Desculpa-me por cometer o erro de ressurgir por entre a folhagem jazida na água, sem que o perfume de Outono fosse altivo, sublime e etéreo.
Aquele sentir impelido pelos enraizados sentidos num destino quase circular ao coração, advindo de um pulsar incerto, redundante, possesso de uma pele que nos fala de solidão.
Desculpo-me em devaneios a sós por julgar que me sei dar, ou pela circunstância de sempre me ter iludido e pensado que o fazia. A melhor hipótese seria cometer perjúrio e sem me importar demasiado pela indelével transformação frente ao espelho.
Consertado o desgosto, pouco antes do aperto no peito por te querer mais próxima de mim, dar-me à terra do nunca sem que a boca se cale pela distante fome dos teus olhos.
E digo sem que as vezes sejam repetidas, sem que os braços desmedidos e nem a dor uma droga necessária, gosta-se da dor mesmo que alheia à realidade. Fascinante mal estar, sorvendo amarguras ao sabor esperançoso de outros esquecimentos.
Para um provável equilíbrio de massas e fontes, descura-se a bondade combatendo a inércia da bonança. Um pouco menos humana, a paixão transcrita entre momentos de euforia e vazios deitados no mármore escuro, entre a ribalta e o declínio oblíquo ao céu estrelado.
É assim, qualquer coisa de bom. Proveniente de outros sabores que ousa a minha língua saber sem descurar ou perder-se em desmedidos adjectivos. Uma palavra que me soubesse mudar o sentido da frase, numa desajustada caução da alma às práticas mundanas. Perder-me-ia noutra voz sem que me viesse de dentro. Com outro fundo de voz, um sussurro em timbre de paladar raro, metálico e frio.
Deixa-me um bilhete à porta que nunca abri, daquela que nunca cheguei a sair. De lá para cá. De qualquer lado sem ser este algum, dizia-me...
"E no desgosto do gosto que longe se fez no alcance da força dos teus dedos, deixo um sonho que o pesadelo da tua ausência me trouxe quando a pronúncia altiva do dia disse à noite que se fosse.
À luz do dia esbranquicei-me numa anemia de emoções, e quase transparente aprendi que a dor é a soma de tudo quanto ofuscou e me ardeu nos olhos que à morte da tua presença no meu corpo se apagou.
Foram lágrimas, como sal que tempera o tempo dos anos que cada hora sem ti faz passar por mim. Destempera a fragilidade do vidro do copo de vinho meio cheio que cada vez me enche mais de vazios.

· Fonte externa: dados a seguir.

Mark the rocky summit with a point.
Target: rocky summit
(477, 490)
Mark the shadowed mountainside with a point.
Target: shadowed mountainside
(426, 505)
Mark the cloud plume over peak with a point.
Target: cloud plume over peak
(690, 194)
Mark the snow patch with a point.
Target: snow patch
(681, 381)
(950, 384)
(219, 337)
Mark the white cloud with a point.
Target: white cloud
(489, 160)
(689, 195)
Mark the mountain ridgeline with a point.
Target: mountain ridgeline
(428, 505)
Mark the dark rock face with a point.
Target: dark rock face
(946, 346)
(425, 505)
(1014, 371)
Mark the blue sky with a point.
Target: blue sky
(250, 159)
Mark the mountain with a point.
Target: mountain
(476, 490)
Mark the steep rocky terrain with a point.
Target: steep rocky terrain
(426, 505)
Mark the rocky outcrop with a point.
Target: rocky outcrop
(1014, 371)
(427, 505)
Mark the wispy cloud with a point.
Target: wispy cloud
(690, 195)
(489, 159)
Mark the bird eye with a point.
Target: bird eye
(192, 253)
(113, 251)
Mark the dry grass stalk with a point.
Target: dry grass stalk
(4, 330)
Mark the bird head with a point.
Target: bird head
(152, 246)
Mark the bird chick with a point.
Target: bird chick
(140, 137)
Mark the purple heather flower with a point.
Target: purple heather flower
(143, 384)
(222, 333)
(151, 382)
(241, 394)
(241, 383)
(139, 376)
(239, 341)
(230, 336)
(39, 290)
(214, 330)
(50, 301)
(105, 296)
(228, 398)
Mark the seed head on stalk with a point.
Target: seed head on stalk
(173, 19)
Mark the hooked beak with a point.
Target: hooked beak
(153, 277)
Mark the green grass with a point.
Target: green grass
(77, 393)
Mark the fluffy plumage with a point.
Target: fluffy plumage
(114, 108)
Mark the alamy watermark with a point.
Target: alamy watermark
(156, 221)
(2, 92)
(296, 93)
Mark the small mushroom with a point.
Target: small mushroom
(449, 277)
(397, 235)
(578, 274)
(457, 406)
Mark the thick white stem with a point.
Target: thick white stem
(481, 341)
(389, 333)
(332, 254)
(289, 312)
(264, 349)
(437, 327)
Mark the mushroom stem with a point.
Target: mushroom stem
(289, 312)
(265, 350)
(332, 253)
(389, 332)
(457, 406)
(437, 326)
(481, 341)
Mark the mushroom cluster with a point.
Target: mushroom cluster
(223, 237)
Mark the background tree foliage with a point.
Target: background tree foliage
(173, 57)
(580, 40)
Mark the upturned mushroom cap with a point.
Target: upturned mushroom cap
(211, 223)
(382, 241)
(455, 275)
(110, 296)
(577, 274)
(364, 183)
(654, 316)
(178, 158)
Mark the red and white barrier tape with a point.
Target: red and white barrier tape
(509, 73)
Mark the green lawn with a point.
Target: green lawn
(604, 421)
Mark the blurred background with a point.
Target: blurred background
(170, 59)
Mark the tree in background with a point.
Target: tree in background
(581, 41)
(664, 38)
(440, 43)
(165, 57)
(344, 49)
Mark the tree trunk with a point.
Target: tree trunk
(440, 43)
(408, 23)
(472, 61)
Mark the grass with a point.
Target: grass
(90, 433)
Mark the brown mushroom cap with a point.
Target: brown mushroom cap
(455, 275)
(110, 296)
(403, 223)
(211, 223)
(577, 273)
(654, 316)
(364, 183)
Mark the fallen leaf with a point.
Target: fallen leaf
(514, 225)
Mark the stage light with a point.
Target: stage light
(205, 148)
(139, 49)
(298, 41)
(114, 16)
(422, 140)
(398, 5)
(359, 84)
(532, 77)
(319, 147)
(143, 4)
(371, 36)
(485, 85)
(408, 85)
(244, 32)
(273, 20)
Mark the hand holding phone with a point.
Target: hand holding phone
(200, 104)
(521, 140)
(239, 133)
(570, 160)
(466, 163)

Apanha-me, finta-me, rouba-me do desespero da palavra que tarda em chegar à curva dos meus lábios, mas silencia. Não digas. Cala-te, guarda-me no segredo da ratoeira que hás-de inventar para me desprevenir desta dor que interiorizo. Faz-me caça do teu desprezo, não serei a pressa em pretérito imperfeito da presa vulnerável e assustada para te escapar... e deste novelo de novelas sem final feliz desenleio uma estória inacabada de paixão.”
Talvez no erro de me já saber nestas linhas, guardo o rascunho de alguém que chorou à beira rio. Palavras vãs de um teatro que crepita na solidão da esperançosa proeza da espera. Tornam-se minhas, por enquanto, e mais as outras tantas palavras e sentidos que nem sei escrever. E olhando para o que fica, nada fiz, nada sinto e pouco faço.
Esta cidade empurra-nos para o limite do horizonte, lança-nos borda fora. Sem um aceno, as ondas vão e voltam... vão e voltam... vão e voltam e pouco trazem para além do suave embate no molhe.
A música triste que se orgulha em tomar almas por este passeio, entre a surdez dos aflitos e apressados, escamoteando-se por entre o cinzento geral. Guardam-se tantas esperanças no lodo a um palmo de mim, de ti, de todos.
São trezentos e sessenta e cinco dias por extenso em que a consciência tanto se inibe de proliferar por todas as bocas da mortal paixão. E fechados estamos, guardados a nada, esquecidos que o céu está sempre sobre as nossas cabeças.
Desmultiplico-me por desculpas em revolver o lodo a um palmo do meu rosto, por entre as folhas jazidas, sem sentir que morro mas sem saber que vivo. Desmembrando os alicerces das camadas de tempo, a nostálgica volta da estação da prata ao final dos dias, da nudez forçada das árvores que me agarram a atenção. A tosse convulsa das chaminés enquadra-se com o frio instalado no rosto e mãos.
Dou-me ao soluço de um trago, este malévolo unguento de me saber agridoce. Enrolo um cigarro numa mortalha demasiado curta, sem cola. Fumo-me na incapacidade de me saber melhor que isto. Desculpa-me por nada, ou então, por tudo.